Face à cette situation délétère, le corps des officiers dont il est dit qu’il comporte le nombre de diplômés le plus important doit faire valoir ses capacités intellectuelles dans le règlement des crises internes.

 

 

La prise en main de notre Armée nationale par ses alliés traditionnels ne semble avoir aucun impact positif sur ses missions actuelles et les stratégies globales développées, la lutte contre les factions islamistes notamment, ne sont pas adaptées à nos préoccupations du moment. Tous nos voisins sont des ennemis en puissance, la paix avec la Mauritanie et la Guinée Bissau ne tenant que par la stabilité des régimes qui y sont établis. La Gambie souffre, elle, de la désinvolture avec laquelle nous la traitons alors que son président offre de manière récurrente sa médiation dans le conflit casamançais.

 

 

Au surplus, les périls intérieurs ne sont pas seulement au sud où l’armée est cantonnée sans initiative aucune, dans l’ambiguïté diffuse d’un cessez-le-feu sans garanties sûres. Au nord comme un écho, les armes tonnent de loin en loin sur une frontière controversée où les pêcheurs sont à tort ou à raison la cible des gardes-côtes mauritaniens. Le front politique n’est pas plus apaisé où, tous les jours les rodomontades des leaders de partis ou dits de la société civile menacent d’allumer le pays. Cette agitation mobilise les forces de sécurité et les maintient dans une tension nerveuse préjudiciable à la sécurité des biens et des personnes.

 

 

La statistique macabre des crimes a pris une courbe ascendante avec les viols, les assassinats et les actes les plus barbares. Le pays n’est pas en paix et la classe politique semble ne pas s’en apercevoir, absorbée qu’elle est par la dispute du pouvoir.

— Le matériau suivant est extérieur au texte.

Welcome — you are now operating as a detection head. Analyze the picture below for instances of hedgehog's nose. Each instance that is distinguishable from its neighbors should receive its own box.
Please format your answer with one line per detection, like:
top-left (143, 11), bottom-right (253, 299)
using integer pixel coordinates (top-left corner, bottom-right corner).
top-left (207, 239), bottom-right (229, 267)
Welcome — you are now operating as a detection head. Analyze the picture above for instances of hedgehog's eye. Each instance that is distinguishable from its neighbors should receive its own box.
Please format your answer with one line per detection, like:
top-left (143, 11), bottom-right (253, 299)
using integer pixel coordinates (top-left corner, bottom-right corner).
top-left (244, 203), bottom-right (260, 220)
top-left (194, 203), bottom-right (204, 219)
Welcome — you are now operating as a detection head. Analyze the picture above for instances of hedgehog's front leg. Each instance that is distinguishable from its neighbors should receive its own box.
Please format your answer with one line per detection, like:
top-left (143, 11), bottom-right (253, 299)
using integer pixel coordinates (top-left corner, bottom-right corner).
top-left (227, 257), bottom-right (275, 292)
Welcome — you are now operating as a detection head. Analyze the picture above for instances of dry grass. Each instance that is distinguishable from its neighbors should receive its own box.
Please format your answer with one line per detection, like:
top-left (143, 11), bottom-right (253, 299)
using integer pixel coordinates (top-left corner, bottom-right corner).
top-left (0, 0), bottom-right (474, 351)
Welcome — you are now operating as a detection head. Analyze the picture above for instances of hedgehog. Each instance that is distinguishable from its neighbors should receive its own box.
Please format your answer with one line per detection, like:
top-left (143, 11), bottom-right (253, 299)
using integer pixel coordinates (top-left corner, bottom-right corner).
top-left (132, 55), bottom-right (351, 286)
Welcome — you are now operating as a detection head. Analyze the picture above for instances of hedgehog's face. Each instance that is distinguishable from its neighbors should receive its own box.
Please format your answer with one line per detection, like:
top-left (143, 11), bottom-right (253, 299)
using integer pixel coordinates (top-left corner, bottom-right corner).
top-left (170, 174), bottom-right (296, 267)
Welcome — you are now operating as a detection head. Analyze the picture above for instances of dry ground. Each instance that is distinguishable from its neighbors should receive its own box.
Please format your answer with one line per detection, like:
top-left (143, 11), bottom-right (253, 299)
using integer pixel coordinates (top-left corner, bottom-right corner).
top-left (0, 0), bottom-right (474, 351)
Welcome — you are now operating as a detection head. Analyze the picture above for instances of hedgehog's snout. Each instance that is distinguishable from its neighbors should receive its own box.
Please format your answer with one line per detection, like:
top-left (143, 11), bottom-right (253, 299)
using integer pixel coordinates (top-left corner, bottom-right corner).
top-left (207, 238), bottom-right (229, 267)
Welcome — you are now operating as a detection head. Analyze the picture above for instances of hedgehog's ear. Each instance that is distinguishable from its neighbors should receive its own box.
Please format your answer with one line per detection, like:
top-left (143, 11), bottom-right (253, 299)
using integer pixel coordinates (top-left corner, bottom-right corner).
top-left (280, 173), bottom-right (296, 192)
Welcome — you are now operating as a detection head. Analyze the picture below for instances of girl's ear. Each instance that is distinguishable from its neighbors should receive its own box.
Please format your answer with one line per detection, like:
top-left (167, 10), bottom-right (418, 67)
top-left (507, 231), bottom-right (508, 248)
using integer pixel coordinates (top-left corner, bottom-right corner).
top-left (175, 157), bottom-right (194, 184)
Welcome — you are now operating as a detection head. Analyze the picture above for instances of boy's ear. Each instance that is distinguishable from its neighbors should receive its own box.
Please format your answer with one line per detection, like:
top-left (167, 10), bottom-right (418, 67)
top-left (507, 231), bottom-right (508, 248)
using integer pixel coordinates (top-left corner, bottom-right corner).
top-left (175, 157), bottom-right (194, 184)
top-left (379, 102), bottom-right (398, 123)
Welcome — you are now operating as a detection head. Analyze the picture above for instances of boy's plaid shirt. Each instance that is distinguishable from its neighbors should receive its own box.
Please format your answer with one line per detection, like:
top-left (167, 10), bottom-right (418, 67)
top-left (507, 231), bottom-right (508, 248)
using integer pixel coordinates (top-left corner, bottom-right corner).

Le discours guerrier s’impose de plus en plus en lieu et place des règles civilisées qui régissent les démocraties élémentaires.

 

Dans la cohue belliqueuse, seul le commissaire Arona Sy de la police centrale semble chercher des solutions pour que les stades ne soient plus un champ clos d’affrontements après chaque défaite d’une équipe de football de quartier ou de lutteur de banlieues. Entre deux concerts de grenades, pour rétablir l’ordre dit républicain.